Thursday, October 9, 2008

Watching the Palin media watchers

Bob Owens of Confederate Yankee blog reports for Pajamas Media on Sarah Palin's rally in Greenville, NC, at the campus of East Carolina University. But though Owens reports Palin gave a rousing speech, his main reason for being there was to watch the media's coverage.

7:27 PM The traveling media stampedes in, laptops fired up and ready to go. Palin’s motorcade must have arrived.

7:32 PM Palin comes out, and the crowd loves her. Warms up with “Sportstown, USA” and ECU’ football’s upsets over West Virginia and Virginia Tech… “you know something about underdogs.” Mentions Biden: Biden gets booed. Good speech so far, steady, and well delivered.

7:38 PM “Despite what Barack Obama says”… Boos, “Nobama!” McCain will give healthcare tax credits to help you pay for coverage. It’s broadly the same speech that she gave this morning in Florida, but she seems to be feeding off the crowd — giving off a lot of energy, considering how long her day has been. I can’t make it out, but several of the traveling journalists have the same screens up on their laptops. I’m guessing that it is a copy of the speech, and they’re making sure she’s not going off script.

7:43 PM Looking down under the camera crew setup, I notice a scowl on the faces of a couple of crew members when Palin thanked the military. I hope that her comments weren’t the cause of the dirty looks. One guy in the traveling crew packs up his laptop and leaves… I guess he’s confident he won’t hear anything new, and perhaps he’s right as far as the speech goes, but what about the crowd? Don’t they care about the crowd reaction? Apparently not.

7:48 PM Lots of press are checking their email and websurfing now, with the The Trail and Bloglines being two sites I can make out immediately. Several others are frantically typing away on Blackberries… When Palin gets to line about Obama starting his career in the living room of a domestic terrorist, crowd loves it. The media looks around briefly, then seems to lose interest in Palin.

7:53 PM Angry-looking, local female journalist in front of me is pounding on her keyboard. I could make out normal notes, plus a comment about Palin: “sounds like a robot, but the crowd loves her.” Hmmm… maybe it’s you, ma’am? A few other media are now websurfing — Yahoo News and the News and Observer’s Under the Dome blog.

7:56 PM MSBNC’s First Read joins the reading list. Somebody else is on a site with a color scheme and layout that looks suspiciously like the Huffington Post. An Asian man — presumably a journalist — looks at the crowd with an arched eyebrow, but I don’t know why. I heard him speak later to his companion, but can’t make out the language.

7:58 PM The speech is now over, and Palin walks down into the crowd to shake hands with folks on the floor. Shania Twain’s “She’s Not Just a Pretty Face” plays her off. Nice touch.

There were no protests or hecklers.

“Watching the watchers” is an interesting game to play.
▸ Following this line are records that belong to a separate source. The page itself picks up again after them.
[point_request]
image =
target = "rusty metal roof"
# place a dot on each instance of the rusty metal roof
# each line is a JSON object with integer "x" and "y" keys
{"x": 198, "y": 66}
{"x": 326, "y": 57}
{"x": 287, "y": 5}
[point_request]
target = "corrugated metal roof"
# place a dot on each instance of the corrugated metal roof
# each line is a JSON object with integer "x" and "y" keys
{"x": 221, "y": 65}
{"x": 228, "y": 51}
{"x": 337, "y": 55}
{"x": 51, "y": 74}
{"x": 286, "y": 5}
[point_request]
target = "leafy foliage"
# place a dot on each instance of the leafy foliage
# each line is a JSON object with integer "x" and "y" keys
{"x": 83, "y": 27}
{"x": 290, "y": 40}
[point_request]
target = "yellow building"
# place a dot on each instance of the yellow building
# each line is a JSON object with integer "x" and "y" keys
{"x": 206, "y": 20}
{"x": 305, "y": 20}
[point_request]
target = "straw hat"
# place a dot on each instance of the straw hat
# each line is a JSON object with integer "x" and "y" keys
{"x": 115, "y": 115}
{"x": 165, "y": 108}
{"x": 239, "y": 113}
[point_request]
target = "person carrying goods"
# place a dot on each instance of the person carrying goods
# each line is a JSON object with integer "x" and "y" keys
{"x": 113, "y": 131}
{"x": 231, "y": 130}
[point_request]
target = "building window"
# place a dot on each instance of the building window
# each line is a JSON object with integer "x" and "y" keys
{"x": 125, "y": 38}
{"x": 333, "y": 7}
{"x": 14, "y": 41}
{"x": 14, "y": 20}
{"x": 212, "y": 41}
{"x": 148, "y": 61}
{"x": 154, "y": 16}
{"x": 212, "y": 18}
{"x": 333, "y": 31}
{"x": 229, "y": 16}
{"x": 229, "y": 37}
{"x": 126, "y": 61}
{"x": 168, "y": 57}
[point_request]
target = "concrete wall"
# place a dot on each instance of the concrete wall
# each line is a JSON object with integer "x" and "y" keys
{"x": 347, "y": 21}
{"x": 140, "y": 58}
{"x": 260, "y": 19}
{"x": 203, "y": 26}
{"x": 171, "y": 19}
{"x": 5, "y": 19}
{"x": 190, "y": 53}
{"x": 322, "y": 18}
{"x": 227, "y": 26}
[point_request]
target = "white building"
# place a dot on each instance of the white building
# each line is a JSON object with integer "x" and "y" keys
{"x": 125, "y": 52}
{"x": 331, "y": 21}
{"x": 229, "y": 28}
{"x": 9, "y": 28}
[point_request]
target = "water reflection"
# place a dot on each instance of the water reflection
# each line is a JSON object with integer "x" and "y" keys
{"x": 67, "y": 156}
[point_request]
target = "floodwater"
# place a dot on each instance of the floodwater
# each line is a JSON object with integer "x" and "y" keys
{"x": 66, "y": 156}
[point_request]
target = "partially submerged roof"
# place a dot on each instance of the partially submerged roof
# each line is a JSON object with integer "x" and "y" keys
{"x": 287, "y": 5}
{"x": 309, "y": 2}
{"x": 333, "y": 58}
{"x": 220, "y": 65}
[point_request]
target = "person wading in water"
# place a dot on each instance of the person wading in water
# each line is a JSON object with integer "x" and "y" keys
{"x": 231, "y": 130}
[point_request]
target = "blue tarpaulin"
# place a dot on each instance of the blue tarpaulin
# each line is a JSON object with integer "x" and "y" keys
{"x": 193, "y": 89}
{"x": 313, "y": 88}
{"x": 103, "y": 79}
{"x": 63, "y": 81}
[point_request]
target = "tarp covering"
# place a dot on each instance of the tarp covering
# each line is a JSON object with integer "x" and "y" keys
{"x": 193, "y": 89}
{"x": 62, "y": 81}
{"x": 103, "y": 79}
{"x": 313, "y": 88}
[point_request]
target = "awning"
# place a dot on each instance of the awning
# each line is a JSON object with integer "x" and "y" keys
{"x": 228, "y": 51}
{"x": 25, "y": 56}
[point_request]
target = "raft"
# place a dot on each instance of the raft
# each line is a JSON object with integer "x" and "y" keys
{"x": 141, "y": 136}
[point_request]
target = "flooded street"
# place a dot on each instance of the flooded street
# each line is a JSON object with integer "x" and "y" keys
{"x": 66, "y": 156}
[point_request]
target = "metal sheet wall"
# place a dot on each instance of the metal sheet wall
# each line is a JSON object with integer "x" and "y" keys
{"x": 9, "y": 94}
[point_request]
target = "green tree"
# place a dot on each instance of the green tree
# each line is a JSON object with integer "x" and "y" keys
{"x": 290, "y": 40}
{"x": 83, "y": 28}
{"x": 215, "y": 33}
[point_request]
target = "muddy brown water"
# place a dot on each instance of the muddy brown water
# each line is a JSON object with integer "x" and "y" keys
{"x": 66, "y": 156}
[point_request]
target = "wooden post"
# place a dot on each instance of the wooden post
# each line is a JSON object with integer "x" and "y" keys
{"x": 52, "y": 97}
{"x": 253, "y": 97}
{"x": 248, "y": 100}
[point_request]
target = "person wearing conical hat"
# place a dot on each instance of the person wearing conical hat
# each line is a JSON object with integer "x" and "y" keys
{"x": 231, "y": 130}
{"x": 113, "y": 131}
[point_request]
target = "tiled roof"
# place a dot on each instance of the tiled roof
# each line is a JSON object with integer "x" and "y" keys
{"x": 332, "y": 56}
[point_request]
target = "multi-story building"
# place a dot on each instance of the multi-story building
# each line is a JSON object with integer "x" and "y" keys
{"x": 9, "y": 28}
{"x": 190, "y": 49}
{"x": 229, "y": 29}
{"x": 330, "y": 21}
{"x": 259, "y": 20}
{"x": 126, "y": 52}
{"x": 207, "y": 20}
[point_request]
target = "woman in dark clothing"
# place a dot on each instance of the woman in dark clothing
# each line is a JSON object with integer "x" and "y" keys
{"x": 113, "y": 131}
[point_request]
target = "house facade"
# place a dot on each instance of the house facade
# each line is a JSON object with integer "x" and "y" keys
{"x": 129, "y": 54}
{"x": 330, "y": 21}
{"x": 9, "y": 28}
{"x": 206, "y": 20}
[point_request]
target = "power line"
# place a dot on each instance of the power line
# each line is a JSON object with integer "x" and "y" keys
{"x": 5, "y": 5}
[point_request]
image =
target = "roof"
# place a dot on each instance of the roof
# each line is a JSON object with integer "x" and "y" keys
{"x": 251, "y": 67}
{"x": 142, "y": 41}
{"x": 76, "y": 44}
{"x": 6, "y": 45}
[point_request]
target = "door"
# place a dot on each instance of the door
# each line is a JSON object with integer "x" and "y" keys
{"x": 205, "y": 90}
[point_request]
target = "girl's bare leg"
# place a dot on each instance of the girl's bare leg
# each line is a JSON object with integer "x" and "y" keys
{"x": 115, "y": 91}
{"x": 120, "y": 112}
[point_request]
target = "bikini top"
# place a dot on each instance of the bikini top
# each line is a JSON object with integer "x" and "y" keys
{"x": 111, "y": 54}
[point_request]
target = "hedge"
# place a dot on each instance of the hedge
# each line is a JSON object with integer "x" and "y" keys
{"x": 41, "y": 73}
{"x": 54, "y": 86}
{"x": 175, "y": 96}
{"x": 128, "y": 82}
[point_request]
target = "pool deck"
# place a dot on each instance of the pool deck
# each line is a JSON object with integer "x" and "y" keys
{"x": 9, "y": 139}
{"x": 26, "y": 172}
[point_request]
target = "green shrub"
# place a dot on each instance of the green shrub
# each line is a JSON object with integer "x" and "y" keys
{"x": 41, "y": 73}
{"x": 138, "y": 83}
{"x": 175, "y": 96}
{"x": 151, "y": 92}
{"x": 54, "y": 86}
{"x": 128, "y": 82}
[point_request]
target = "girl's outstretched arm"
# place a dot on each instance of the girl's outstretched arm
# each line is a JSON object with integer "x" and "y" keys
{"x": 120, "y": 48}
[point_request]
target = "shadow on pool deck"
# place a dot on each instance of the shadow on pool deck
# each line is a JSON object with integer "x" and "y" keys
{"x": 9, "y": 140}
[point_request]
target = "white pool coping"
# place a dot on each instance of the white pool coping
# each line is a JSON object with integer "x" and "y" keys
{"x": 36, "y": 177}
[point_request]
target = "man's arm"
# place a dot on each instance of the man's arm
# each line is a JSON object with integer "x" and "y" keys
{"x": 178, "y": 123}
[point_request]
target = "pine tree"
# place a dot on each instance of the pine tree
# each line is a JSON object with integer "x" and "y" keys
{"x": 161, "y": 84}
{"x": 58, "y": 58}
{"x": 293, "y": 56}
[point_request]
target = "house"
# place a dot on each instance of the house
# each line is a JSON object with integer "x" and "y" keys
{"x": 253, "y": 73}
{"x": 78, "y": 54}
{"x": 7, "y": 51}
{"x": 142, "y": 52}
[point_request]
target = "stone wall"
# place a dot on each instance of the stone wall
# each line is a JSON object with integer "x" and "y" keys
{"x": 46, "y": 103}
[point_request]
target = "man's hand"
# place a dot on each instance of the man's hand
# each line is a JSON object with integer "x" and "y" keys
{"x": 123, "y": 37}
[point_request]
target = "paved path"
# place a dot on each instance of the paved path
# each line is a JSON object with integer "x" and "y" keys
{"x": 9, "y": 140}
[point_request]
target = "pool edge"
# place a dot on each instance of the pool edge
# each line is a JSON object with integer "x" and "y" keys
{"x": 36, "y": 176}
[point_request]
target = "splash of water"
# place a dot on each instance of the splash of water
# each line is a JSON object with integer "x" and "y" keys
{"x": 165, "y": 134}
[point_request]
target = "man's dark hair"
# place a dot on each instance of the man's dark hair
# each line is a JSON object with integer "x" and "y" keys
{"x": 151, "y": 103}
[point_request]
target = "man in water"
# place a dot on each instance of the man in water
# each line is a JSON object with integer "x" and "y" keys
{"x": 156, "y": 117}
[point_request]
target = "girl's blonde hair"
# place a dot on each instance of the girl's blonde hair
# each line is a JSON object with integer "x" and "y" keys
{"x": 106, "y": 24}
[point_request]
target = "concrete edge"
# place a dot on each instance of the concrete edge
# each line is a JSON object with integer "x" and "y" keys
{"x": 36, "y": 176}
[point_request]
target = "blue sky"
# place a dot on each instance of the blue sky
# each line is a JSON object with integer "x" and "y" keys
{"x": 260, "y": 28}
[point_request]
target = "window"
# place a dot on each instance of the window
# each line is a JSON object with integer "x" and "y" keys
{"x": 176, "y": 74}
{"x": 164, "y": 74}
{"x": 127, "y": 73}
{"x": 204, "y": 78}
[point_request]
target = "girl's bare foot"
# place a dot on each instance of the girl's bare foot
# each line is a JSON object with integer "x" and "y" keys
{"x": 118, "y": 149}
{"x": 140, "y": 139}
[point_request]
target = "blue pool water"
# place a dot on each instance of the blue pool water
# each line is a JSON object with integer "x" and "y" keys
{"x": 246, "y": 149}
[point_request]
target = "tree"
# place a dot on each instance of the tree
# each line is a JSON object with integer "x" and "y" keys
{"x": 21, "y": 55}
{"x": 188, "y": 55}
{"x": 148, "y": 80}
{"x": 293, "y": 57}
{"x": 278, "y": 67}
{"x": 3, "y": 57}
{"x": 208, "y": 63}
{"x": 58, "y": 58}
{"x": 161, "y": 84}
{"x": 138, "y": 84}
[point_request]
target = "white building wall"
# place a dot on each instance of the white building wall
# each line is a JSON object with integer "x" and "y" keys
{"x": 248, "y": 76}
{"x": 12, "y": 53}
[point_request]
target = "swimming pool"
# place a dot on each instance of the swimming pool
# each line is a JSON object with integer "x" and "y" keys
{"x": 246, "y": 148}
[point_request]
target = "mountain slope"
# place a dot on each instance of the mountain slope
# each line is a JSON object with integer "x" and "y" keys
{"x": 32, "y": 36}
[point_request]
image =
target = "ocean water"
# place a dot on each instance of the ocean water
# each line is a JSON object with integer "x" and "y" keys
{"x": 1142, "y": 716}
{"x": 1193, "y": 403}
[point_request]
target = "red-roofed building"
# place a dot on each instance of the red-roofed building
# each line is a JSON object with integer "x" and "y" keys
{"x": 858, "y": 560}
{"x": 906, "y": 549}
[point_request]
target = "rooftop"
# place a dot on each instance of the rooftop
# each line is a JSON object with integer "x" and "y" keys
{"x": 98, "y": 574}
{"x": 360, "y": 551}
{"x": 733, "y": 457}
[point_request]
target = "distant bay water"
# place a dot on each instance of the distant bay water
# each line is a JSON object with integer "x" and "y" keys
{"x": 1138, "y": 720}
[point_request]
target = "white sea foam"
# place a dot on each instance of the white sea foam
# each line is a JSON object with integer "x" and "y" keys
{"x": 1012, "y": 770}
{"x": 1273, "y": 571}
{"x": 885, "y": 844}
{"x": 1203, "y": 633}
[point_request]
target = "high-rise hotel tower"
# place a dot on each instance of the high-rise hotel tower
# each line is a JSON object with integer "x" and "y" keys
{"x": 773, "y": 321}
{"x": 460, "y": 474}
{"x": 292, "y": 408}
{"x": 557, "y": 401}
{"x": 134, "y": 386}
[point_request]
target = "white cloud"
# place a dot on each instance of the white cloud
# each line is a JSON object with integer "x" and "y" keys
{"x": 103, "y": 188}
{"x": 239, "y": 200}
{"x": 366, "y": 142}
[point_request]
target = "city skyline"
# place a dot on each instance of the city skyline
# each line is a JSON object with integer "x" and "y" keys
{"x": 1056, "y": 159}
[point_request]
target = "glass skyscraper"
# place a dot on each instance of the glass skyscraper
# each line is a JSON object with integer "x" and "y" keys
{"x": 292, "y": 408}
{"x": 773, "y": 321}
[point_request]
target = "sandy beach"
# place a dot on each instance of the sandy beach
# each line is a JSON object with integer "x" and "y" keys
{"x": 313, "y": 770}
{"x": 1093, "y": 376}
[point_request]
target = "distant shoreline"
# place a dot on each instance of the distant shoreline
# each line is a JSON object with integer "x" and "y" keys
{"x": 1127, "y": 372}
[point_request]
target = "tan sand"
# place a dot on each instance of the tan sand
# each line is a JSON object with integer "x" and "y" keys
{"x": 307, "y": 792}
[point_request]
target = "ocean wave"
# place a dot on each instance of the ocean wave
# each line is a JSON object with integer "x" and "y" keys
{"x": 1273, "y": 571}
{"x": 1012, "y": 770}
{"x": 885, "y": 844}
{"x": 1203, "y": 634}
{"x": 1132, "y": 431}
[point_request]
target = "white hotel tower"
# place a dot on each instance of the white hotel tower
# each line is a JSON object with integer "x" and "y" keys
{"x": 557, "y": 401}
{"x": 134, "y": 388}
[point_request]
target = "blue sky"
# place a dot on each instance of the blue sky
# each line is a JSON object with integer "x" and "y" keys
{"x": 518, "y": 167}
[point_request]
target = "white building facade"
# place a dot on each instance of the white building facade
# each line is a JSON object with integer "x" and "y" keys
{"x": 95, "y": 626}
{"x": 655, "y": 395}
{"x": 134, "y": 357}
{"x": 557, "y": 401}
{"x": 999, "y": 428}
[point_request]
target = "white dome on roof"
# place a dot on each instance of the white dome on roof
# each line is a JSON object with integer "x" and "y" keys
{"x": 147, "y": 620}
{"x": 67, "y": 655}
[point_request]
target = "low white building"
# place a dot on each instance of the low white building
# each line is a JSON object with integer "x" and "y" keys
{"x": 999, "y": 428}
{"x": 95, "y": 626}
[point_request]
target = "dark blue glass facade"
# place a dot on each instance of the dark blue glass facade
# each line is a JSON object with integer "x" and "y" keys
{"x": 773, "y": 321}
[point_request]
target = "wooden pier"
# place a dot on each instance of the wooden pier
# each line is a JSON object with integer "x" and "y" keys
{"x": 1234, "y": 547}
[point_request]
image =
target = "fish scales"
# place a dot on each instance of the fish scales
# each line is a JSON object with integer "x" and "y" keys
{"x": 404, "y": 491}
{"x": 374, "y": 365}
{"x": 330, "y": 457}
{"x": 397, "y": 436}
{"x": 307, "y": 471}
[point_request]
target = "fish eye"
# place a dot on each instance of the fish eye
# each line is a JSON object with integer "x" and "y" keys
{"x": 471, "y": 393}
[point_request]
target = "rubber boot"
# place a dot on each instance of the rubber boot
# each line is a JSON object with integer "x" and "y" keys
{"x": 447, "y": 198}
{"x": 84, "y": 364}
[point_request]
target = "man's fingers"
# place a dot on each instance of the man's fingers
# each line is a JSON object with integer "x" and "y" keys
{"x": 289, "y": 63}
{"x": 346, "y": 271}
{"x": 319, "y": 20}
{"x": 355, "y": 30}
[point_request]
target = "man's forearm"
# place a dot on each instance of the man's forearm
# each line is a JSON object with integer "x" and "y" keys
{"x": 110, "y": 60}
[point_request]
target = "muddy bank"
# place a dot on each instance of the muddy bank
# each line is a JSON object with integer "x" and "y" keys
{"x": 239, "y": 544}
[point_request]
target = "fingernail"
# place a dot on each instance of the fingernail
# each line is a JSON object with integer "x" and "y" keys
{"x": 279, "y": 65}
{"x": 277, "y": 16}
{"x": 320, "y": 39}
The media is used to being the ones deciding the story, but don’t want to be the story themselves. I expected some of what I saw last night — the taking of phone calls during speeches and the sometimes fevered text messaging during the speech — but I must tell you I was surprised when some of the press simply stopped paying attention shortly after Palin made the Obama-Bill Ayers connection in the speech. They appeared to have been waiting for another “gotcha” moment, hoping for someone in the crowd to threaten Obama or call him a terrorist.

Some of the web surfing during the speech was no doubt legitimate. I suspect both MSNBC’s [6] First Read and and Washington Post’s [7] The Trail were being updated from the press row, and the authors were merely checking to make sure that what they posted came across correctly. The journalist reading Bloglines , a news feed aggregator, may have also been doing precisely what he should. But the Huffington Post?

At least it wasn’t Kos.

But the guy who packed up and left the press row after Palin got past the Obama-Ayers connection when he didn’t hear anything inflammatory from the crowd was a point of concern. So was the fact that so many journalists in front of me — perhaps a third of them, or even a little more — simply began tuning Palin and the crowd out after that point.

I understand the life on the campaign trail must be a grueling marathon of unending travel and 14-hour days. It has to wear everyone down, and people start to cut corners. The press allows themselves this as long as they get the broad strokes correct enough.

It does seem hypocritical, though, that these same frayed journalists then attack politicians on the same schedule, for even the smallest gaffe.

It’s a clear double standard.

But then, we’re getting used to that.